El 20 de agosto de 1914, Pío X se duerme en el Señor, con el corazón destrozado por el desencadenamiento de la primera guerra mundial. El cardenal Merry del Val relató su última entrevista con él: «Penetré en la habitación. Inmediatamente, se giró hacia mí, siguiéndome con su penetrante mirada« Me tomó la mano y la apretó con tanta fuerza que quedé estupefacto. Me miró tan intensamente que sus ojos penetraban los míos« Me retuvo cerca de él, a veces soltándome la mano y otras retomándola. Finalmente, cansado, dejó caer la cabeza sobre las almohadas, con los párpados cerrados«».
La mayor enseñanza de Nuestro Señor
Todos los días, después de la Misa, recita lo que él llama las «Letanías de la humildad», compuestas por él pero desconocidas hasta su muerte. Nos revelan un alma que ama intensamente a Nuestro Señor y que ha contemplado asiduamente las renuncias de su Pasión. Ávido de humildad, y no habiendo buscado nunca honores, el siervo de Dios desea desaparecer a los ojos del mundo. Escribe lo siguiente: «Considerad que la humildad es la base de la Sagrada Familia. En la humildad de las relaciones familiares, podréis llegar a conseguir la paz. Nuestro Señor pasó treinta años de su vida enseñando la humildad de las virtudes domésticas, para hacer comprender su importancia y merecer la gracia de imitarlo. La primera, la mayor enseñanza de Nuestro Señor es la humildad: la humildad de espíritu, de voluntad, de corazón. Debemos esforzarnos en imitar la humildad del Corazón de Jesús, su unión con el Padre, su abandono, su docilidad a la voluntad del Padre. Como Él, abandonaos a la voluntad de Dios, en las pequeñas cosas y en las importantes, en las penas de cada día, en las contrariedades y las dificultades de la vida. Aceptad de manos de Nuestro Señor las penas por amor a Él, y considerad, en los consuelos que os concede, las pruebas de su misericordiosa ternura».
A los 64 años, el cardenal Merry del Val se encuentra todavía en pleno vigor. Pero el 24 de febrero de 1930 por la noche, siente una ligera indisposición. Al día siguiente, sufre un ataque de apendicitis cuya gravedad nadie sospecha. Durante la tarde del 26 de febrero, se duerme en la muerte. Había escrito: «Morir significa cerrar los ojos y dormirse para despertar en lo alto, en el Cielo« En el momento de la muerte, lo que se necesita es tranquilidad, pensando que se pasa de esta vida a la otra, como por una puerta que se abre para conducir a Dios». En su testamento se lee: «Acepto amorosamente la muerte, cuando y como Dios quiera, en expiación de mis pecados y adorando sus decretos».

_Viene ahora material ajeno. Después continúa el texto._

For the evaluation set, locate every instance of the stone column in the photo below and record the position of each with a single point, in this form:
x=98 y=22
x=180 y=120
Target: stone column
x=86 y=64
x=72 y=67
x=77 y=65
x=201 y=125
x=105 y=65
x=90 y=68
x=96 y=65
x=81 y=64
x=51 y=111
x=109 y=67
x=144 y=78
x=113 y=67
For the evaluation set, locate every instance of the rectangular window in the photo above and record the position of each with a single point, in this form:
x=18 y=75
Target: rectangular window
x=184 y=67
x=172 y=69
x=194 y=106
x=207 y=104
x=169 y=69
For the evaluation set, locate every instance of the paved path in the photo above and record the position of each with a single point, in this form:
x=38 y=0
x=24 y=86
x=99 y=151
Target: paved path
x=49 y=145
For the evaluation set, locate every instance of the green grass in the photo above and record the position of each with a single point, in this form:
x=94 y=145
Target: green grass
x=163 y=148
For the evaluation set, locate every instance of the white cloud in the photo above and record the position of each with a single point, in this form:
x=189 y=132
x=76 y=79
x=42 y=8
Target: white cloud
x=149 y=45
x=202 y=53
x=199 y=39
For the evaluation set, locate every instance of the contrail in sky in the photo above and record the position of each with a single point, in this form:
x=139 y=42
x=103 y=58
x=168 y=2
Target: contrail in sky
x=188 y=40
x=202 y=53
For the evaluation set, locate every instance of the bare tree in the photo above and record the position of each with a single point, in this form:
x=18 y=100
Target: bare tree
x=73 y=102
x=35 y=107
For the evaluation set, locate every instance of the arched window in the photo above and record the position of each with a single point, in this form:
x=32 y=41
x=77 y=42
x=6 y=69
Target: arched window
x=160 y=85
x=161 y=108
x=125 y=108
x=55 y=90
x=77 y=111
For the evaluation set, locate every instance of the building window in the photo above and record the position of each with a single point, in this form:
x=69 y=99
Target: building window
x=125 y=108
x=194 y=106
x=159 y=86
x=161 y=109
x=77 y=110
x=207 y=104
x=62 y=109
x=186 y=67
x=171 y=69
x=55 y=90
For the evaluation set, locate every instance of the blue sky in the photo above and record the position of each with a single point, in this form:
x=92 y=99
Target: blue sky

El cardenal Merry del Val no solamente nos ha dejado el ejemplo luminoso de una vida ofrecida por entero al servicio de la Iglesia, sino también preciosas recomendaciones, de entre las cuales destacamos ésta: «Nuestra Patria no es de este mundo; después de pasar algunos años aquí, debemos abandonar esta tierra para seguir a Nuestro Señor, si hemos permanecido fieles a Él. Qué error, qué locura ligarse a las cosas de aquí, fuera de la voluntad de Dios, hasta ofenderlo, transformando de ese modo en obstáculo aquello que ha puesto a nuestra disposición para conseguir la Vida eterna».